O encaremos el problema subjetivamente. Cada cristiano lleva dentro de sí la prueba del poder transformador de Cristo, y puede repetir el silogismo que empleó el ciego de nacimiento curado por Jesús cuando exclamó: “Por cierto, maravillosa cosa es ésta, que vosotros no sabéis de dónde sea, y a mí me abrió los ojos” (Juan 9:30). “Solamente las personas sensibilizadas exquisitamente pueden escalar altos ideales”. Un razonador elocuente pregunta con vehemencia: “¿Hemos de confiar en el tacto de nuestros dedos, en la visión de nuestros ojos, en la percepción de nuestros oídos, y no hemos de confiar en la profunda conciencia de nuestra naturaleza superior, que es la respuesta de la conciencia, la flor del contentamiento espiritual, el fulgor del amor espiritual?

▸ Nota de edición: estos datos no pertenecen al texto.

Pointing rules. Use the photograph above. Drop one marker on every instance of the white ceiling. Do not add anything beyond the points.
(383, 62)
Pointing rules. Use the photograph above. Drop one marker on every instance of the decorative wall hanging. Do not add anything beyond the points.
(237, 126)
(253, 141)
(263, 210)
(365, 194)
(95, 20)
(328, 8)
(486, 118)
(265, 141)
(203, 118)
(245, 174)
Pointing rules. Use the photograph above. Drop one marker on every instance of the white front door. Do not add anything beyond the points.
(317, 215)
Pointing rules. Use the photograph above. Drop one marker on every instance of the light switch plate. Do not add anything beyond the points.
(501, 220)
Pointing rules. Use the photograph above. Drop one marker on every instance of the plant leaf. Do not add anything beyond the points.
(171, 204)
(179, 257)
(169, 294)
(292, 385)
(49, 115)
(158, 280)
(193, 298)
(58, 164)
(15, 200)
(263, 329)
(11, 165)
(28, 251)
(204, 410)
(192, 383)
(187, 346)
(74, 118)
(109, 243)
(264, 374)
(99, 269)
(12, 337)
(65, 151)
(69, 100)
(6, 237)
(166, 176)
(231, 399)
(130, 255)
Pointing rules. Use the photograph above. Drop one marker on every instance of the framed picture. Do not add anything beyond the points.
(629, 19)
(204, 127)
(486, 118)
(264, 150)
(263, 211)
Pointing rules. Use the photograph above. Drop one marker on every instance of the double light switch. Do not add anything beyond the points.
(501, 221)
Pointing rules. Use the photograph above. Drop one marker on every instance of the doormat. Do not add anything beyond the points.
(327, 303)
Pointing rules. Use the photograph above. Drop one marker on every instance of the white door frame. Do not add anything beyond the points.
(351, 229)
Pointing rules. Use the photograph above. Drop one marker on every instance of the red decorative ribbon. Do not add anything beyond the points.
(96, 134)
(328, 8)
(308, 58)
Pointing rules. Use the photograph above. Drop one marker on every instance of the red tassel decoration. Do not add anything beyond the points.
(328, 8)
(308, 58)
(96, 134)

Negar que la experiencia espiritual es tan real como la experiencia física, equivale a insultar las facultades más nobles, de nuestra naturaleza. Es lo mismo que decir que una mitad de nuestra naturaleza dice la verdad, mientras que la otra miente. La proposición que sostiene que los hechos de la vida espiritual son menos reales que los del reino físico, está en contradicción con toda la filosofía”. El corazón transformado de los cristianos que registra “temperamentos afables, motivos nobles y vidas visiblemente vividas bajo el imperio de grandes aspiraciones”, es la prueba acabada de la divinidad de la Persona de quien surge toda esa inspiración.

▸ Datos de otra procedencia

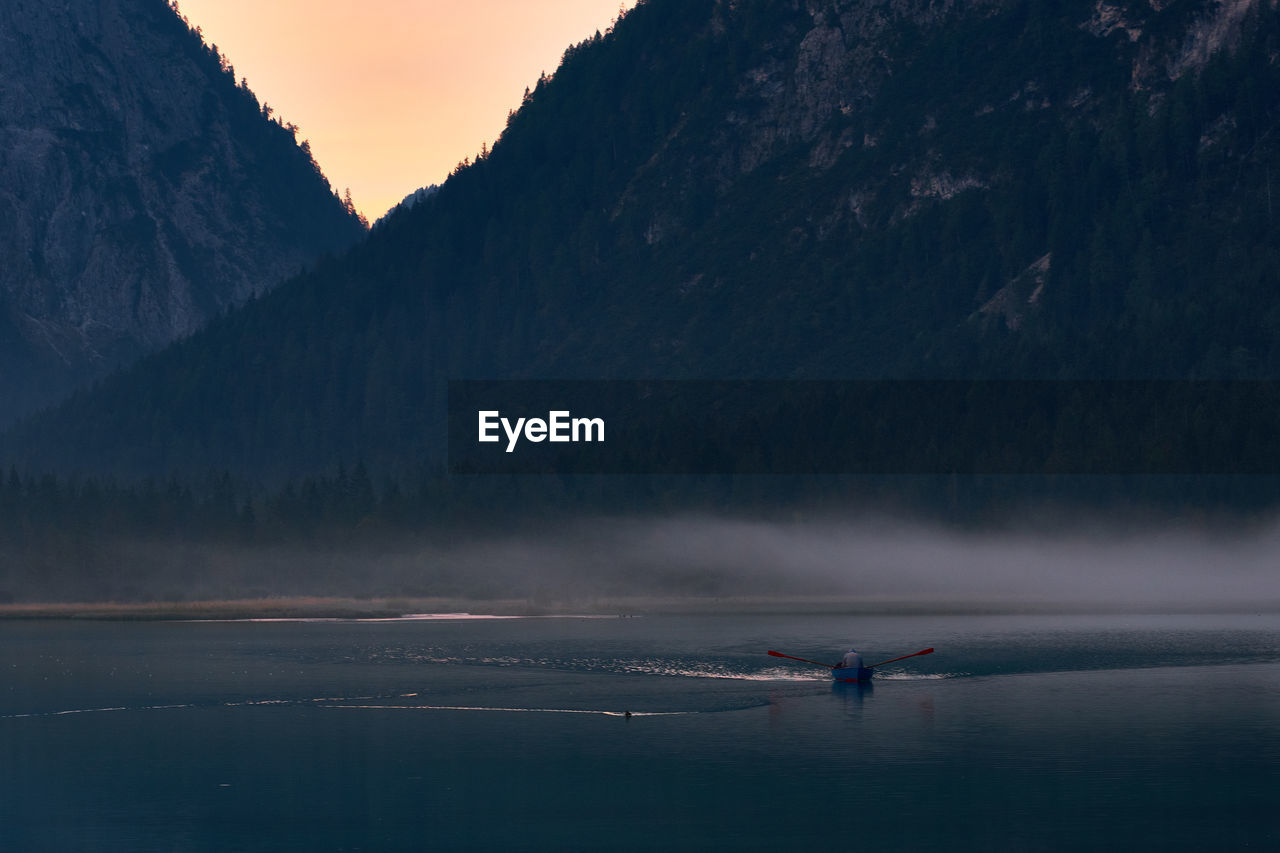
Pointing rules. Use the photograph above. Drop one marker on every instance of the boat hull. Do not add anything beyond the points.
(851, 674)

Quiere decir entonces que la prueba suprema de la deidad de Cristo como poder transformador del corazón y de la vida del ser humano, es la experiencia que cada cristiano lleva en su propio ser interior. Toda persona que siente sobre su cuerpo el calor del sol, sabe que el sol existe. Del mismo modo quien ha experimentado el poder recriador del Señor en su propia vida, sabe que es su Señor y Dios. Tenemos que declarar que lo que acabamos de afirmar constituye la prueba más acabada y concluyente que cada cristiano posee de la deidad de Cristo; prueba de la que no puede escapar y a la que no puede menos que ceder con sincera e irrefutable convicción, ya sea o no capaz de analizarla o de inferir sus consecuencias lógicas. Ya sea que pueda o no estar seguro de otra cosa, él sabe que su Redentor vive. Porque este Redentor vive, nosotros también viviremos; ésta es la seguridad que el mismo Señor nos ha dejado. Porque nosotros vivimos, él también vive. Esta es la convicción imposible de arrancar de cuajo del corazón humano.